Extend documentation for Int/Real division, modulo and modular congruence

Author: BaierD

src/org/sosy_lab/java_smt/api/IntegerFormulaManager.java

@@ -19,31 +19,42 @@
 public interface IntegerFormulaManager
     extends NumeralFormulaManager<IntegerFormula, IntegerFormula> {
 
-  /** Create a term representing the constraint {@code number1 == number2 (mod n)}. */
+  /**
+   * Create a term representing the constraint {@code number1 == number2 (mod n)}. Note: this is not
+   * formally defined by the SMTLib standard, but supported by many solvers. Please consult the
+   * documentation of the used solver for details.
+   */
   BooleanFormula modularCongruence(IntegerFormula number1, IntegerFormula number2, BigInteger n);
 
-  /** Create a term representing the constraint {@code number1 == number2 (mod n)}. */
+  /**
+   * Create a term representing the constraint {@code number1 == number2 (mod n)}. Note: this is not
+   * formally defined by the SMTLib standard, but supported by many solvers. Please consult the
+   * documentation of the used solver for details.
+   */
   BooleanFormula modularCongruence(IntegerFormula number1, IntegerFormula number2, long n);
 
   /**
    * Create a formula representing the modulo of two operands according to Boute's Euclidean
-   * definition. The quotient (div numerator denominator) of the internal modulo calculation is
-   * floored for positive denominators and rounded up for negative denominators.
+   * definition (DOI: 10.1145/128861.128862).
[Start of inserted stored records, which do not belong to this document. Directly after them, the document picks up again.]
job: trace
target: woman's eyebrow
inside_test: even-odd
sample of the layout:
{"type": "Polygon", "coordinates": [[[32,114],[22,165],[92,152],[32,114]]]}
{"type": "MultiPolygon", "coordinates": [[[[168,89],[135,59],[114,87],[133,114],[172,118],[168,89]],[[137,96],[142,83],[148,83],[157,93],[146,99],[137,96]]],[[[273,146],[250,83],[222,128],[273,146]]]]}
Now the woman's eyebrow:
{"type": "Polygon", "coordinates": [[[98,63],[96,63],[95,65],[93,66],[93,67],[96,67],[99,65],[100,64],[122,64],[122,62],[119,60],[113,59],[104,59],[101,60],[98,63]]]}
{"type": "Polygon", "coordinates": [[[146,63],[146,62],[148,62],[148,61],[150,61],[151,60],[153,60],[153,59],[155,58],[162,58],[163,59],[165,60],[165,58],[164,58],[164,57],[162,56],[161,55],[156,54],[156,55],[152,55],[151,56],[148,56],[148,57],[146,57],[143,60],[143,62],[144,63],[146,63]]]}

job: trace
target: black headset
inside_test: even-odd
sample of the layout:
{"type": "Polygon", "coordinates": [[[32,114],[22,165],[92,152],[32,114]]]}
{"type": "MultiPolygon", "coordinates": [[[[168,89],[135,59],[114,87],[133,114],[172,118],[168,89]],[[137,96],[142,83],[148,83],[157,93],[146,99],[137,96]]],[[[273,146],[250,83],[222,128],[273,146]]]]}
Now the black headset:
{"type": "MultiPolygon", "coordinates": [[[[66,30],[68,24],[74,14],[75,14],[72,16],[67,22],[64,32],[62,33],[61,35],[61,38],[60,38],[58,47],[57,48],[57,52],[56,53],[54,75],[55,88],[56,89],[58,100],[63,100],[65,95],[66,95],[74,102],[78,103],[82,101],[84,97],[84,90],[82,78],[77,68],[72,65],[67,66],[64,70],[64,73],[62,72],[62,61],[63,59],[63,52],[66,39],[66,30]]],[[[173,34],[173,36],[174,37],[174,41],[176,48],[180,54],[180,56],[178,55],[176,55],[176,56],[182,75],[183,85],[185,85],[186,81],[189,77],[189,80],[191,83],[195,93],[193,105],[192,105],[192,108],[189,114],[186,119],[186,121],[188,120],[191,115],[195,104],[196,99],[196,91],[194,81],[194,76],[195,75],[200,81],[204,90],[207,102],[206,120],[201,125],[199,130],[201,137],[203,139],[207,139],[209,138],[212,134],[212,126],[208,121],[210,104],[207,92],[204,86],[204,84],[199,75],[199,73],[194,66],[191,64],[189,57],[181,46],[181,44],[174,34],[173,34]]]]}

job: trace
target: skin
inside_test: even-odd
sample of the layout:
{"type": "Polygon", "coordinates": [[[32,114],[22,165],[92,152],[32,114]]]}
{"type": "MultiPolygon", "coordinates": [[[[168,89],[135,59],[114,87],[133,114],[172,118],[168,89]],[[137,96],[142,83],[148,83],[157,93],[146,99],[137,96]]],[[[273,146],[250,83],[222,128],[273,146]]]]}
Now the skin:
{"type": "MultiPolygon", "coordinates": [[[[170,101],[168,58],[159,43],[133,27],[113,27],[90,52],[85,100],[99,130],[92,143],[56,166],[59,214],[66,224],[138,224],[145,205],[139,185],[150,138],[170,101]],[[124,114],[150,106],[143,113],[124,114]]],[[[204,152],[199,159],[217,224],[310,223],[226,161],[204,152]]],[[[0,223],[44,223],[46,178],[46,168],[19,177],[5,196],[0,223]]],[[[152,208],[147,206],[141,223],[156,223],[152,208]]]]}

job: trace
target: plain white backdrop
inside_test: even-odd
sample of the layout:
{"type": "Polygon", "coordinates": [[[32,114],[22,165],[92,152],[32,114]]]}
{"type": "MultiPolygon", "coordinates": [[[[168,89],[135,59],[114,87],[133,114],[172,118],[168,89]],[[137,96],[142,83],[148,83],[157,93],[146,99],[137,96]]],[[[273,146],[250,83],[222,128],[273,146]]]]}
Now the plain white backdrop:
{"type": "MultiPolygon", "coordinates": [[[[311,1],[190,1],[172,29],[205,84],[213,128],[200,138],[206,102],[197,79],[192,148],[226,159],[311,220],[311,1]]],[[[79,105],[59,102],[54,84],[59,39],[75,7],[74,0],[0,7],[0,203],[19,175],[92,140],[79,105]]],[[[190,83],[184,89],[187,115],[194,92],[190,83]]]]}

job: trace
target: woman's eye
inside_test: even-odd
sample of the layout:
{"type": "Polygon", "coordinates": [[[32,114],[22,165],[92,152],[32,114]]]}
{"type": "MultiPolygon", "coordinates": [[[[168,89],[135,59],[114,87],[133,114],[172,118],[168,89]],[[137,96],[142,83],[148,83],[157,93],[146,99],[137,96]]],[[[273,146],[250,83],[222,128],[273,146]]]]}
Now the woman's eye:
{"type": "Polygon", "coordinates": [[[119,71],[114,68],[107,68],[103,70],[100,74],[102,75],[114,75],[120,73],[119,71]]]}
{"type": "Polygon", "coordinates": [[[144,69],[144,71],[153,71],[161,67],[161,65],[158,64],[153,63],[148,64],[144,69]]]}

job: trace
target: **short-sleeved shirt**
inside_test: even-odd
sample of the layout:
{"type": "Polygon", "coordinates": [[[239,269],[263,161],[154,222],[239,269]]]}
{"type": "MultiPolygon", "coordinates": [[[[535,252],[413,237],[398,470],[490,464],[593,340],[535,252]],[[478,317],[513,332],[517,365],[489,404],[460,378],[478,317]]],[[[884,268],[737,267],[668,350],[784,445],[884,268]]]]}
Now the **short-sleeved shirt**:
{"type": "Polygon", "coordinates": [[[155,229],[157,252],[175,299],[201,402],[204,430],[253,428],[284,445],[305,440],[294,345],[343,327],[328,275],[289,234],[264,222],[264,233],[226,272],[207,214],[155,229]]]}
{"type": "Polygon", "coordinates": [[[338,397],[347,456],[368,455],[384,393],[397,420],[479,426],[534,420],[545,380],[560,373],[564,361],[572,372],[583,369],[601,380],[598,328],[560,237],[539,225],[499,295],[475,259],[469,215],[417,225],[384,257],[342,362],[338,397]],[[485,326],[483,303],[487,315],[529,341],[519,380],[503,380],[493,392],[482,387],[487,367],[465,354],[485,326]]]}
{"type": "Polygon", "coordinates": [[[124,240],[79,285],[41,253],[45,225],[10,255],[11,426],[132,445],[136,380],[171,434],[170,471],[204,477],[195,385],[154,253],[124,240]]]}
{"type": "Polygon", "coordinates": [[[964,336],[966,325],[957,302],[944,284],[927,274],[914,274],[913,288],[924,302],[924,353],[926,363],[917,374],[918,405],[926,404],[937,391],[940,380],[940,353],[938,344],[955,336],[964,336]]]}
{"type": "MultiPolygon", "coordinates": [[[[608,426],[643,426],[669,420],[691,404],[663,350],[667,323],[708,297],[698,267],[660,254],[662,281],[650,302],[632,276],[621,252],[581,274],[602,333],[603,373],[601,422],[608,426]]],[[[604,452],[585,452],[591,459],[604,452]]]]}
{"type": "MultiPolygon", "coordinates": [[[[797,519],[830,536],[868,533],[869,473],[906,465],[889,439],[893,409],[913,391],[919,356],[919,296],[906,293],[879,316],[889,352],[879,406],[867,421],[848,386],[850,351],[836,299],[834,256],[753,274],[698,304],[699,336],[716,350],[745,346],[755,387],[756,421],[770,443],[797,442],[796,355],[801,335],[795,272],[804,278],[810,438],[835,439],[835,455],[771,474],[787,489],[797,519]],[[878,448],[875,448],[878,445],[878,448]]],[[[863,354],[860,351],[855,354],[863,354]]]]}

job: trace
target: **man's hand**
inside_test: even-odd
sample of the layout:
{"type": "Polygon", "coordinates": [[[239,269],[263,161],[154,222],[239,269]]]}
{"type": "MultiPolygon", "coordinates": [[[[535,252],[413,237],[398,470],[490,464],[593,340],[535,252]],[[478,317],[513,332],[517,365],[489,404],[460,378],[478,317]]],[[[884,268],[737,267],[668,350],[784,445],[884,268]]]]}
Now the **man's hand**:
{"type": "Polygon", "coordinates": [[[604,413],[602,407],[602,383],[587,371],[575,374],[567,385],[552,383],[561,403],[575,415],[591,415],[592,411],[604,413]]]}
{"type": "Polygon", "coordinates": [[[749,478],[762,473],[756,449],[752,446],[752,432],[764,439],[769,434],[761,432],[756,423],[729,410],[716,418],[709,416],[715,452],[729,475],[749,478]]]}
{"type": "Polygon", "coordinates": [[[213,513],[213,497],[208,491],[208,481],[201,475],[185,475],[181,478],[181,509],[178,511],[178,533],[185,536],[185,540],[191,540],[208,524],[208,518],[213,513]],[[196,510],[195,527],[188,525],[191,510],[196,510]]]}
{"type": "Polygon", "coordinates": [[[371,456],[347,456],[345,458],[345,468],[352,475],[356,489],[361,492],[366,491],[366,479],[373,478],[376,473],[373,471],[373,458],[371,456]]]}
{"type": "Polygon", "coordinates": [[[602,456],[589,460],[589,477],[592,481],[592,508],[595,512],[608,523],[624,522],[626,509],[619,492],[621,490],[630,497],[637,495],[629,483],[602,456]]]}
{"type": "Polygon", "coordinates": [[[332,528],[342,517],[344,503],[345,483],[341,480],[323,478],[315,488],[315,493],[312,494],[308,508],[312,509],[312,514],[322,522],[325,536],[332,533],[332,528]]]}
The quotient (division of numerator by denominator) of
+   * the modulo calculation (numerator - quotient * denominator = remainder, with remainder being
+   * the result of this operation) is floored for positive denominators and rounded up for negative
+   * denominators.
    *
    * <p>If the denominator evaluates to zero (modulo-by-zero), either directly as value or
    * indirectly via an additional constraint, then the solver is allowed to choose an arbitrary
-   * value for the result of the modulo operation (cf. SMTLIB standard for the division operator in
-   * Ints or Reals theory).
+   * value for the result of the modulo operation (cf. SMTLib standard version 2.6 for the division
+   * operator in Int or Real theory). The details of this are implementation specific and may change
+   * solver by solver.
    *
    * <p>Examples:
    *
    * <ul>
-   *   <li>10 % 5 == 0
-   *   <li>10 % 3 == 1
-   *   <li>10 % (-3) == 1
-   *   <li>-10 % 5 == 0
-   *   <li>-10 % 3 == 2
-   *   <li>-10 % (-3) == 2
+   *   <li>modulo(10, 5) == 0
+   *   <li>modulo(10, 3) == 1
+   *   <li>modulo(10, -3) == 1
+   *   <li>modulo(-10, 5) == 0
+   *   <li>modulo(-10, 3) == 2
+   *   <li>modulo(-10, -3) == 2
    * </ul>
    *
    * <p>Note: Some solvers, e.g., Yices2, abort with an exception when exploring a modulo-by-zero

src/org/sosy_lab/java_smt/api/NumeralFormulaManager.java

@@ -69,12 +69,13 @@ public interface NumeralFormulaManager<
 
   /**
    * Create a formula representing the division of two operands according to Boute's Euclidean
-   * definition.
+   * definition (DOI: 10.1145/128861.128862).
    *
    * <p>If the denominator evaluates to zero (division-by-zero), either directly as value or
    * indirectly via an additional constraint, then the solver is allowed to choose an arbitrary
-   * value for the result of the division (cf. SMTLIB standard for the division operator in Ints or
-   * Reals theory).
+   * value for the result of the division (cf. SMTLib standard version 2.6 for the division operator
+   * in Int or Real theory). The details of this are implementation specific and may change solver
+   * by solver.
    *
    * <p>Note: Some solvers, e.g., Yices2, abort with an exception when exploring a division-by-zero
    * during the SAT-check. This is not compliant to the SMTLIB standard, but sadly happens.